Selim Çürükkaya, İmralı'da yapılan görüşmelerle birlikte başlatılan yeni barış sürecinin bazı bilinmeyen güçler tarafından baltalanmak istenip istenmediği sorusuna şu cevabı verdi:
"Maalesef böyle süreçler 20 yıldır oluyor. Türkiye kamuoyunda, televizyonlarında olumlu bir hava esmeye başladığında, Kürt sorunu siyasi olarak tartışılmaya başladığında veyahut ateşkeslerden bahsedildiğinde ya da silahların gömülmesinden söz edildiğinde, eskiden bildiğimiz şimdi bilmediğimiz bazı eller devreye giriyor ve bu tip eylem ve olaylar oluyor. Toplum tetikleniyor ve süreçler kapanıyor. Bingöl'de 33 askerin öldürülmesi ile birlikte yeni bir süreç devreye girdi. Daha sonraki ateşkeslerde de buna benzer böyle tartışmaların başladığı bir ortamda, böyle bir olayın Paris'in merkezinde olması ve cinayete kurban gidenin üç bayan olması ve Sakine Cansız'ın Kürtler arasında tanınan, hatta sembol olarak bilinen bir bayan olması çok dikkat çekicidir."

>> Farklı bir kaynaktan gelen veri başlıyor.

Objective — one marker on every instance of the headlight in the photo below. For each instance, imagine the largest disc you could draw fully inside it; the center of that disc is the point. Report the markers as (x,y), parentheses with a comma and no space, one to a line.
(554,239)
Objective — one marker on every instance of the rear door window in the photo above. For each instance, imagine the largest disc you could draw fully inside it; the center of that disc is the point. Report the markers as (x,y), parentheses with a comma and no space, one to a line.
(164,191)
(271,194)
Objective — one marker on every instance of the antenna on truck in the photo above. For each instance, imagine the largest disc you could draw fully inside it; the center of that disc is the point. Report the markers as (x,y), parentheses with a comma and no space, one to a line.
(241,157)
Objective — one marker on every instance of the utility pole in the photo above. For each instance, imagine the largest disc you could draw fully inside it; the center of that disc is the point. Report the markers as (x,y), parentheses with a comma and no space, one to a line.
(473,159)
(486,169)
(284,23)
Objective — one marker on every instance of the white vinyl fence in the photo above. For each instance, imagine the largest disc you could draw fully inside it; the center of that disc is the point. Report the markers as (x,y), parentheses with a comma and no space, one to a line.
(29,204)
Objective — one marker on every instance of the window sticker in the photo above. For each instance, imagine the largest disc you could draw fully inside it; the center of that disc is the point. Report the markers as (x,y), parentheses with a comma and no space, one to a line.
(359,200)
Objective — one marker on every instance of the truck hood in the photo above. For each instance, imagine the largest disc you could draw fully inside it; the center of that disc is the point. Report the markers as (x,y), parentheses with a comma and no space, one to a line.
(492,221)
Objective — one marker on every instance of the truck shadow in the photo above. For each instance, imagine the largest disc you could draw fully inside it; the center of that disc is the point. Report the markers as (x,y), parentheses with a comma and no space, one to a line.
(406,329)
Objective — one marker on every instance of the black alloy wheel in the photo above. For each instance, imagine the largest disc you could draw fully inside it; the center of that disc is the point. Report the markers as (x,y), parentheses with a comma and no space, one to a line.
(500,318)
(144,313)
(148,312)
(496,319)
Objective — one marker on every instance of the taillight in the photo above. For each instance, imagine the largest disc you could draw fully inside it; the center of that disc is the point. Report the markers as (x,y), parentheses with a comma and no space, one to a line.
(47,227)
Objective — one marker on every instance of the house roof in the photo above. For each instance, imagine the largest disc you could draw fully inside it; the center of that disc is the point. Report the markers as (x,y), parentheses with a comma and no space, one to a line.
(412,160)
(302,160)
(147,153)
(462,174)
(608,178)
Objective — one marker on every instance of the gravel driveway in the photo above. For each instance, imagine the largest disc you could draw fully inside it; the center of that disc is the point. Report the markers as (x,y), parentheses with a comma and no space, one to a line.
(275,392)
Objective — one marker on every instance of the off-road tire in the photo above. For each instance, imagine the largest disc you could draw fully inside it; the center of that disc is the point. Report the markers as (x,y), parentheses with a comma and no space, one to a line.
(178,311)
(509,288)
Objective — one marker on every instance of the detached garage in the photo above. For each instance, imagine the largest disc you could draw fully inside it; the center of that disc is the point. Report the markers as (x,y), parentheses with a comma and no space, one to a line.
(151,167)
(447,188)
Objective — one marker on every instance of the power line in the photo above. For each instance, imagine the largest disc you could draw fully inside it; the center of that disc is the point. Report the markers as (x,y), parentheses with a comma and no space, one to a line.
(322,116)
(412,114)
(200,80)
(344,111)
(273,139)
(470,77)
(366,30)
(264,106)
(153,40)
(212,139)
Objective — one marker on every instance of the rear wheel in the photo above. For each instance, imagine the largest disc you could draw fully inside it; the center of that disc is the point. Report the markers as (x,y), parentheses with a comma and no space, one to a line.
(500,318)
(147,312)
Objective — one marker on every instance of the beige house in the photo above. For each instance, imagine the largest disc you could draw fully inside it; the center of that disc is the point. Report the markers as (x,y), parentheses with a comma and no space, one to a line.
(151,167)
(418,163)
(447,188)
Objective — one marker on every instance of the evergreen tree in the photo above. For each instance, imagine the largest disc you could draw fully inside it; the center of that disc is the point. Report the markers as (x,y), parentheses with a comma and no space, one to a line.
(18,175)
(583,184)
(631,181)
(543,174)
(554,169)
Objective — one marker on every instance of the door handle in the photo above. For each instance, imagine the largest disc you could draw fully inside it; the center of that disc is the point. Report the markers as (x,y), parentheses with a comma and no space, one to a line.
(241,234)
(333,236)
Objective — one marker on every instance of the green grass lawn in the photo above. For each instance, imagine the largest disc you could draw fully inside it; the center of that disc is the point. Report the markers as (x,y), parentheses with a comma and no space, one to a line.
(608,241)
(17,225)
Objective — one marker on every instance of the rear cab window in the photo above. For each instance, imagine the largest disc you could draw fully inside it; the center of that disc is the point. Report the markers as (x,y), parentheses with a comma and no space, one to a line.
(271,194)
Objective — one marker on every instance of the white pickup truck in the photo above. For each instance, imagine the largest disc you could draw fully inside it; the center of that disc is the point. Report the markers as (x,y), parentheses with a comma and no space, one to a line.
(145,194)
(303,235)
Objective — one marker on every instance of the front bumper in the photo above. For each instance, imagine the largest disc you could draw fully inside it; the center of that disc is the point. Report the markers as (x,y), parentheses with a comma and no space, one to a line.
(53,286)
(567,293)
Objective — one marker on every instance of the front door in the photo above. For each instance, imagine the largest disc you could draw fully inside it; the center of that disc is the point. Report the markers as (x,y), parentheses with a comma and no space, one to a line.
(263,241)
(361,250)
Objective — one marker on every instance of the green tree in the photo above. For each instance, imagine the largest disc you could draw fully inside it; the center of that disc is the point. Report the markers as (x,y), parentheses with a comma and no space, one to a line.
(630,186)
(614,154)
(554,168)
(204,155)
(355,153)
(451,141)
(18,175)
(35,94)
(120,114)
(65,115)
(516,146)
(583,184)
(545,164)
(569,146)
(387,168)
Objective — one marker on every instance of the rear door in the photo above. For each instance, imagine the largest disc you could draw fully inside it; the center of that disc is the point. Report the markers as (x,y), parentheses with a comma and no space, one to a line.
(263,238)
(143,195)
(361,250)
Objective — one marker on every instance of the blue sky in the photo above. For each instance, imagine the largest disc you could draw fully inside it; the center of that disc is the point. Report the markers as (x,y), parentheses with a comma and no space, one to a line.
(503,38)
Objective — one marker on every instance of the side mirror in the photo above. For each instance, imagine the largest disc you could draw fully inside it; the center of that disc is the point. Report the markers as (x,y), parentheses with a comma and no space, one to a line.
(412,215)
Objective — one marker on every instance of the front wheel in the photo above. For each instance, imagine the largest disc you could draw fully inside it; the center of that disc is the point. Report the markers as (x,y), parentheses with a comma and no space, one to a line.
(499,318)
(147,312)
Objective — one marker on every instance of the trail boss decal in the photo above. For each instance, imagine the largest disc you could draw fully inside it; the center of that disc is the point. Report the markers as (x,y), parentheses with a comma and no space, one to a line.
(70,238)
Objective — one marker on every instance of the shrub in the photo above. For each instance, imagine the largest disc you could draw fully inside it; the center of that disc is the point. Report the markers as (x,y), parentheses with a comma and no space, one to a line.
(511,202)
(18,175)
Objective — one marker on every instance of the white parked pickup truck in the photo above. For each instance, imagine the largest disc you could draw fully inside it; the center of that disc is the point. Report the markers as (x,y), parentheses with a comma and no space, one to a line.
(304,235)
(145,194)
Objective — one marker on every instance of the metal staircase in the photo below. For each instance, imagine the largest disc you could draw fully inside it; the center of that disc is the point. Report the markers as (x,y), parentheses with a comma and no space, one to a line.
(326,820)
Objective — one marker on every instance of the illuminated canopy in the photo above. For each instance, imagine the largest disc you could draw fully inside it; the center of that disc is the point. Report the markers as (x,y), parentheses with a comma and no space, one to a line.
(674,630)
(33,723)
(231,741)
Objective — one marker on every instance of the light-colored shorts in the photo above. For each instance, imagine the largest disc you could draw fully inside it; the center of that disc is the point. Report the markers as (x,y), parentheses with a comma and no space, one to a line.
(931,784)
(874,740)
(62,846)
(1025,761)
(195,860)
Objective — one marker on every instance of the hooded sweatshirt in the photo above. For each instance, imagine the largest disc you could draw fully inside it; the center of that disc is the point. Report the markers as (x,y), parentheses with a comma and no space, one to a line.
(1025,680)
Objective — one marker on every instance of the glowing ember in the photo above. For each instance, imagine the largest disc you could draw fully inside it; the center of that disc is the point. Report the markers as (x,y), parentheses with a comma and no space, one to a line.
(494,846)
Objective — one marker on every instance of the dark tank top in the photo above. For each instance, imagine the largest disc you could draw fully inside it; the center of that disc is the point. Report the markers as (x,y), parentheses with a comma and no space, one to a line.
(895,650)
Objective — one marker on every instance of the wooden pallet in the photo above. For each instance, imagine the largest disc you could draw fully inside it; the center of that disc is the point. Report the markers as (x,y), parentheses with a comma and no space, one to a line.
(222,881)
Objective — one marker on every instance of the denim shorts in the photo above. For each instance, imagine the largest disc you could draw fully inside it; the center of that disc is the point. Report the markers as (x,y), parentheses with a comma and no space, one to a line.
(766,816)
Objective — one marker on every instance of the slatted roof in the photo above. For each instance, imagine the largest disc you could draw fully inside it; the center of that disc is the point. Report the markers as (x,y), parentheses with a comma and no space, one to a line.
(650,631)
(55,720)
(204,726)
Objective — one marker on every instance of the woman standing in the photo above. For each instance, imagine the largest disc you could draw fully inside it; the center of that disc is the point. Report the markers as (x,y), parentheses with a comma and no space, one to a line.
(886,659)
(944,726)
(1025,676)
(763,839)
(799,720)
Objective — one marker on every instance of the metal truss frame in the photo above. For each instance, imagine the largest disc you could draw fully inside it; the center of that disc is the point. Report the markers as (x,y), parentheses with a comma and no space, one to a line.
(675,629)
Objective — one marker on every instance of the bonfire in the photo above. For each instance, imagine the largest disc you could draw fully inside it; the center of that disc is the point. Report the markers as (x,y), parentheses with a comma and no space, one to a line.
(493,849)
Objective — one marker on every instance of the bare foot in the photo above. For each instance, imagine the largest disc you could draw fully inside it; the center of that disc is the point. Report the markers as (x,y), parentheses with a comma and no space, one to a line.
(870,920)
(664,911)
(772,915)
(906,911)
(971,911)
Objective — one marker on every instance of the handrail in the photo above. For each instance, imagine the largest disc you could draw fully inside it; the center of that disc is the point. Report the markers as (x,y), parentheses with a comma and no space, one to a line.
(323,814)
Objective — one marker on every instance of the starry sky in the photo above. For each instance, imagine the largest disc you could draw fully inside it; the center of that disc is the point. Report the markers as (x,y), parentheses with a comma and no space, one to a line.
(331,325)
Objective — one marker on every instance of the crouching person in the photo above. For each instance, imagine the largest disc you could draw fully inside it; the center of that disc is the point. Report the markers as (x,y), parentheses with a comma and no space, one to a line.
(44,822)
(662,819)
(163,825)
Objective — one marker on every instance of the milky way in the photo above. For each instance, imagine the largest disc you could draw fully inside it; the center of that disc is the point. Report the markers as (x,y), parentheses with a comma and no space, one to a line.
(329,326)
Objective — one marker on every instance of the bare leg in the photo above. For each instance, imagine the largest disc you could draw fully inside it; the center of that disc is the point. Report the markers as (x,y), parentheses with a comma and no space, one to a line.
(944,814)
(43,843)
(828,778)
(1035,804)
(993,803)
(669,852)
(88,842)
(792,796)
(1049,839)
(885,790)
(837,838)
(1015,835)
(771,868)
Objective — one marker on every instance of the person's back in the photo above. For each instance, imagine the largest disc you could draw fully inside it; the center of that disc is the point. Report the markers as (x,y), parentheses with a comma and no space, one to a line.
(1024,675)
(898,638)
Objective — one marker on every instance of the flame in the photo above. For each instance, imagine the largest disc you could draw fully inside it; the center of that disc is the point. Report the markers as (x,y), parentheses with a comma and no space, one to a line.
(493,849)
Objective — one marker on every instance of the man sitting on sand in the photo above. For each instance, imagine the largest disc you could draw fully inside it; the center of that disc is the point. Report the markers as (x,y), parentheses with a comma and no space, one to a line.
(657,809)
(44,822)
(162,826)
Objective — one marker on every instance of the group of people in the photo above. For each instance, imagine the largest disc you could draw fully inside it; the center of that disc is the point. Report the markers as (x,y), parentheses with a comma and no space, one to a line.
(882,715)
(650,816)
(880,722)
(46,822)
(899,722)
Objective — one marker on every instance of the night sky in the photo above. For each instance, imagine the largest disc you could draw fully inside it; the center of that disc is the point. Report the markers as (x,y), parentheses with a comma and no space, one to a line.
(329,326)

"ÖCALAN AKP'NİN DEDİĞİNİ YAPMAYA BAŞLAMIŞTIR"
Abdullah Öcalan'ı yakından tanıdığını ifade eden Selim Çürükkaya, Öcalan'ın kendisini denetleyenlerin isteği doğrultusunda politika yaptığını söyleyerek, "Abdullah Öcalan kimlerin denetimindeyse, onların isteği doğrultusunda politika yapan bir insandır. Onun 30 yıldır yaşamını, düşüncelerini, söylediklerini dinleyenler, bilenler böyle olduğunu bilirler. Son 10 yıldır Türkiye ordusu İmralı'da hakimdi. Öcalan ordunun dümen suyunda politika yaptı. AKP ile Ergenekon mücadelesi neticesinde Ergenekon, şu an Türkiye'de gerilemiştir, AKP İmralı üzerinde hakimiyet sağlamıştır ve Öcalan AKP'nin dediğini yapmaya başlamıştır. Bu süreç bunun bir ürünüdür" dedi.

"ÖCALAN İSTEDİKLERİNİ YAPTIRAMAZ, ORTAM MÜSAİT DEĞİL"
Abdullah Öcalan'ın örgüt üzerindeki etkisinin ne derece olduğu sorusu üzerine Çürükkaya, "Mutlaka etkisi vardır. Öcalan tutuklandıktan sonra dışarıda gerek basın, gerek devlet, gerek illegal güçler, gerek Öcalan'a bağlı olan kişiler, Öcalan'ın tek irade olduğu propagandasını 10 yıl, 15 yıl yaptılar ve Öcalan'ı bir nevi mit haline getirdiler. Binlerce ve milyonlarca insan imzayla iradesini Öcalan'a teslim etti ve şu anda da tek kişi olarak konuşuyor. Yaptıklarını yaptırabilir mi yaptıramaz mı onu göreceğiz. Bana göre fazla yaptıramaz. Ortam müsait değil" diye konuştu.
AK Parti hükümetinin örgütü parçalamaya karar verdiğini söyleyen Selim Çürükkaya, "Barış sürecinden umutlu değil misiniz?" sorusuna, "Ben gerçek bir barışın olmasını istiyorum ama gerçek bir barışın, Kürt halkının temsilcileriyle Türkiye hükümetinin görüşmeleri sonucunda olabileceğine inanıyorum" cevabını verdi.